The whole arrangement feels less like governance and more like a corporate merger, where the betting industry and the BHA align their interests at the expense of everyone else, owners and punters alike.

The Racecourses: A License to Print Money

If horseracing has a real power broker, it’s the racecourses. They host the events, control ticket sales, and profit handsomely from media rights and sponsorship deals. The likes of the Jockey Club and Arena Racing Company (ARC) dominate the landscape, pocketing millions while insisting they’re “reinvesting” in the sport.

Of course, that reinvestment doesn’t always trickle down. Prize money for smaller races is stagnant if not falling, facilities for jockeys are often outdated, and grassroots trainers struggle to make ends meet. But don’t worry—the racecourses have shiny new hospitality suites! Nothing says “sustainable sport” like a champagne bar overlooking a half-empty grandstand.

The Bookmakers: Middlemen, Not Contributors

Bookmakers often position themselves as essential to horseracing’s survival, but their role is more parasitic than altruistic. Acting as intermediaries between punters and the levy, bookmakers skim profits without truly contributing to the sport.

Sure, they collect the levy, but that’s not money coming out of their coffers—it’s punters’ cash being funneled through their hands. Meanwhile, bookmakers profit handsomely from horseracing through bets and media rights, but they give little back beyond the bare minimum required by law.

And now, with the introduction of intrusive affordability checks (or their confusingly named cousins, financial vulnerability checks), betting turnover has plummeted. The resulting £3 billion shortfall in revenue for horseracing (soon to be £4.5 billion) is a crisis of monumental proportions. But bookmakers carry on, unfazed, taking their cut while the sport withers.

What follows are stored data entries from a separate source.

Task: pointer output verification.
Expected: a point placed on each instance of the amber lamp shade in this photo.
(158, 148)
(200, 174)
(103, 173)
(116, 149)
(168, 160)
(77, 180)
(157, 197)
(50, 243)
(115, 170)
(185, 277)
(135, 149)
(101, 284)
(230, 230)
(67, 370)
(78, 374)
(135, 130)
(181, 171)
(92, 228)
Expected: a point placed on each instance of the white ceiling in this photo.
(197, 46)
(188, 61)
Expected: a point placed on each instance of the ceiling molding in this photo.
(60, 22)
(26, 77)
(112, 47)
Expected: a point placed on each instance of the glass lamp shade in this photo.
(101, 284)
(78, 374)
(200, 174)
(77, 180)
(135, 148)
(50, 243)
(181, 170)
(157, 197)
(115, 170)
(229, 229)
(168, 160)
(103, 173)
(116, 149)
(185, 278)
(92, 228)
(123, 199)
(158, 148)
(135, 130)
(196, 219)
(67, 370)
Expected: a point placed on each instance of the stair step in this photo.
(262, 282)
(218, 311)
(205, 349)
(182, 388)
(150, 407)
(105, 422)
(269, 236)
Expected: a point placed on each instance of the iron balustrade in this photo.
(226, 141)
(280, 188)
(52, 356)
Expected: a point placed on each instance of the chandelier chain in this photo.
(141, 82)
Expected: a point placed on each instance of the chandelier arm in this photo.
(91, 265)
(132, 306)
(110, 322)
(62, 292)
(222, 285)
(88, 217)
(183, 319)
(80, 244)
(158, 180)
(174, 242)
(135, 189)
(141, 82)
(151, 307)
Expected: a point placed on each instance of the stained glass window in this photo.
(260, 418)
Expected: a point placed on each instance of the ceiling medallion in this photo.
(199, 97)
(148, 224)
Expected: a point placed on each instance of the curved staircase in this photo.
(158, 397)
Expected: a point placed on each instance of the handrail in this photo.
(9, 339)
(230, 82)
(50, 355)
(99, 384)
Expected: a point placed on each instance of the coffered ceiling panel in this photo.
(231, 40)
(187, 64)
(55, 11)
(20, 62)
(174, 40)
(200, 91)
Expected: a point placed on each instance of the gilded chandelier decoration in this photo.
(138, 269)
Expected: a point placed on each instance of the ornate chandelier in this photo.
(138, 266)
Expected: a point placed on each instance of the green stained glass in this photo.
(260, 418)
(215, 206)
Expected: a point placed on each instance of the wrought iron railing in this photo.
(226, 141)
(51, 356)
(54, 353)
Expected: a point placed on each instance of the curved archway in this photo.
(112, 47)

Owners and Punters: Cash Cows Without a Say

And then there are the owners and punters—the unsung heroes (or perhaps the fools) who keep the sport afloat. Owners invest millions in their horses, while punters pour their hard-earned cash into the levy, only to find themselves sidelined by the very system they sustain and fund.

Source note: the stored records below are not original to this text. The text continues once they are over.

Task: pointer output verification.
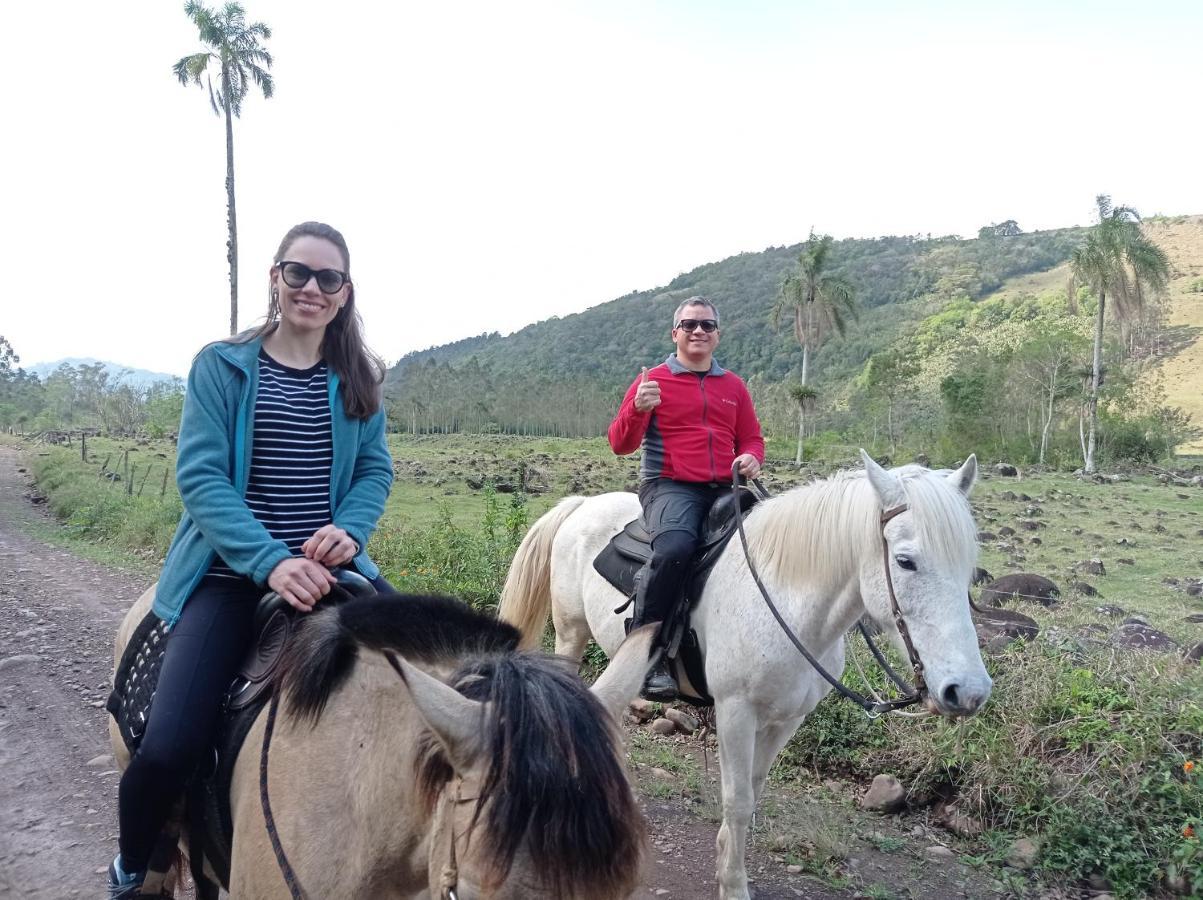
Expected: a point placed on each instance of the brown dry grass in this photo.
(1181, 238)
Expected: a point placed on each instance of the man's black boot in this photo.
(659, 685)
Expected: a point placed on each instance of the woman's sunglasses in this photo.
(297, 274)
(706, 325)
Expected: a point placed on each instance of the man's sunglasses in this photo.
(297, 274)
(706, 325)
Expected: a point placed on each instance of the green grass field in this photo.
(1095, 751)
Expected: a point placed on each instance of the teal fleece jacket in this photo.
(213, 467)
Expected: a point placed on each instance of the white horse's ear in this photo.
(454, 718)
(966, 475)
(624, 675)
(888, 487)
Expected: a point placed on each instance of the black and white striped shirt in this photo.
(291, 455)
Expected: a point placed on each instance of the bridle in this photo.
(444, 832)
(912, 694)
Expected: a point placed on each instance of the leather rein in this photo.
(449, 874)
(912, 694)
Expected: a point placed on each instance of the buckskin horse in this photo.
(898, 545)
(419, 753)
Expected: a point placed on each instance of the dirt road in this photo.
(58, 783)
(58, 791)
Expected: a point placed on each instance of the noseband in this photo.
(912, 694)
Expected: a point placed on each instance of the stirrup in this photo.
(659, 686)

Owners face rising costs, stagnant prize money, and little to no input into the sport’s governance. Punters, on the other hand, are treated like walking wallets to be audited, scrutinised, and occasionally alienated. Imagine being asked for payslips to justify a £10 each-way bet—it’s no wonder they’re turning their backs on the sport.

Separate Entities, Shared Problems

Which brings us back to the original question: why are the regulator, financier, estate manager, and media separate entities? Surely consolidating these roles under a single, independent governing body would eliminate conflicts of interest and create a more cohesive vision for the sport as well as reduce overheads.

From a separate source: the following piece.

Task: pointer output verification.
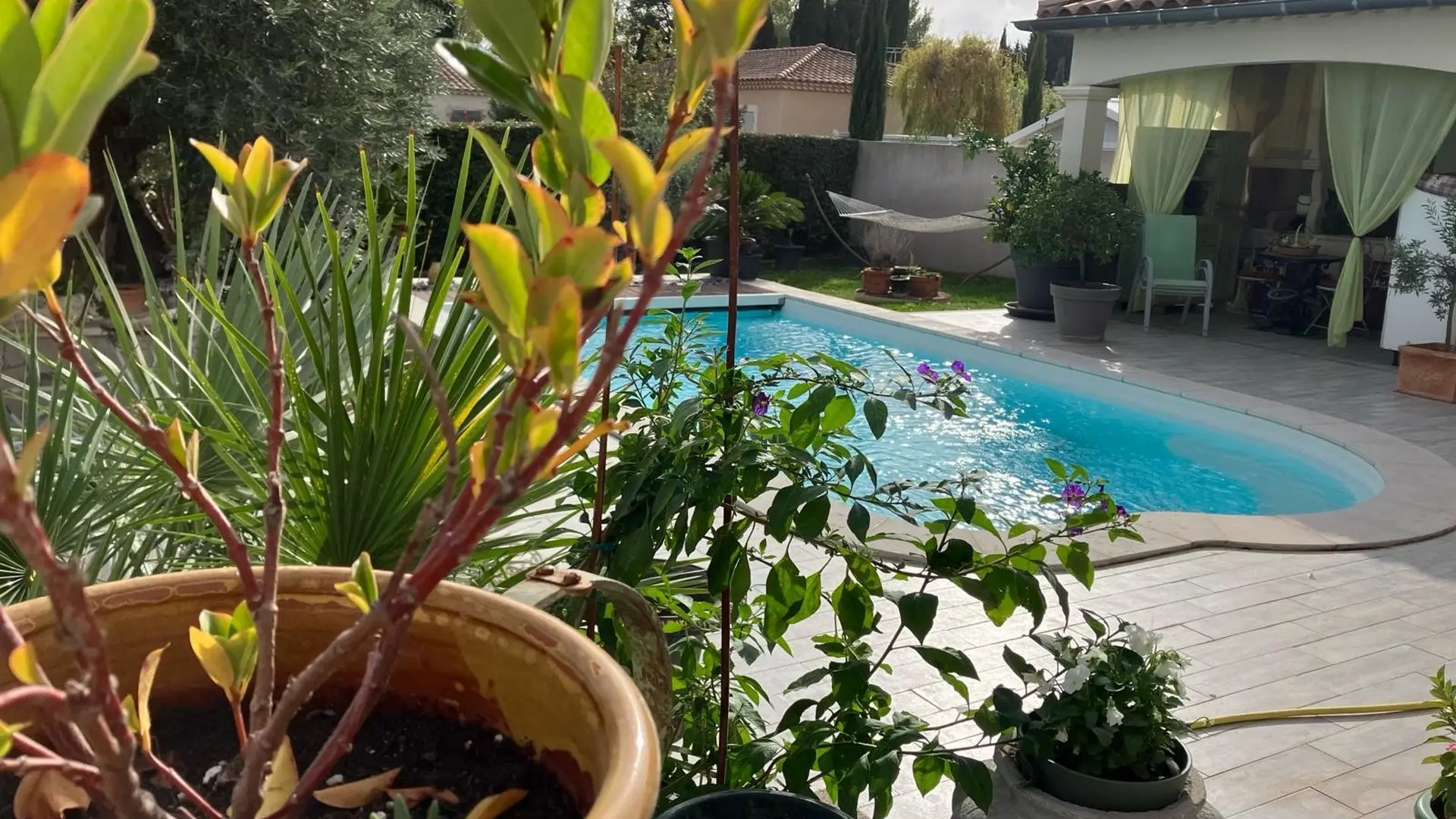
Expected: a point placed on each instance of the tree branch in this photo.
(152, 436)
(265, 614)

Instead, we have a system where the racecourses prioritise profits, the bookmakers exploit regulatory confusion, the BHA waves a clipboard around like a supply teacher, and the media cheerfully ignores the systemic rot beneath the surface.

A Death by a Thousand Cuts

Until someone takes decisive action to address these structural failings, horseracing is headed for a slow, painful demise. The racecourses and bookmakers will continue to gorge themselves on what remains, while the owners, trainers, punters, and even the horses that make the sport possible are left to suffer.

And don’t count on the racing media to hold anyone accountable. When the financial interests of those who pay for airtime and headlines outweigh the truth, meaningful criticism is the first casualty.

Horseracing isn’t just being mismanaged—it’s being drained of its lifeblood by those who claim to steward it. Unless its stakeholders and media allies stop feasting long enough to save the patient, the sport will become little more than a memory—a collapsed racehorse on the track, having given its all, only to be let down by those who should have cared for it most.

The question is no longer who owns horseracing—it’s whether there will be anything left to own.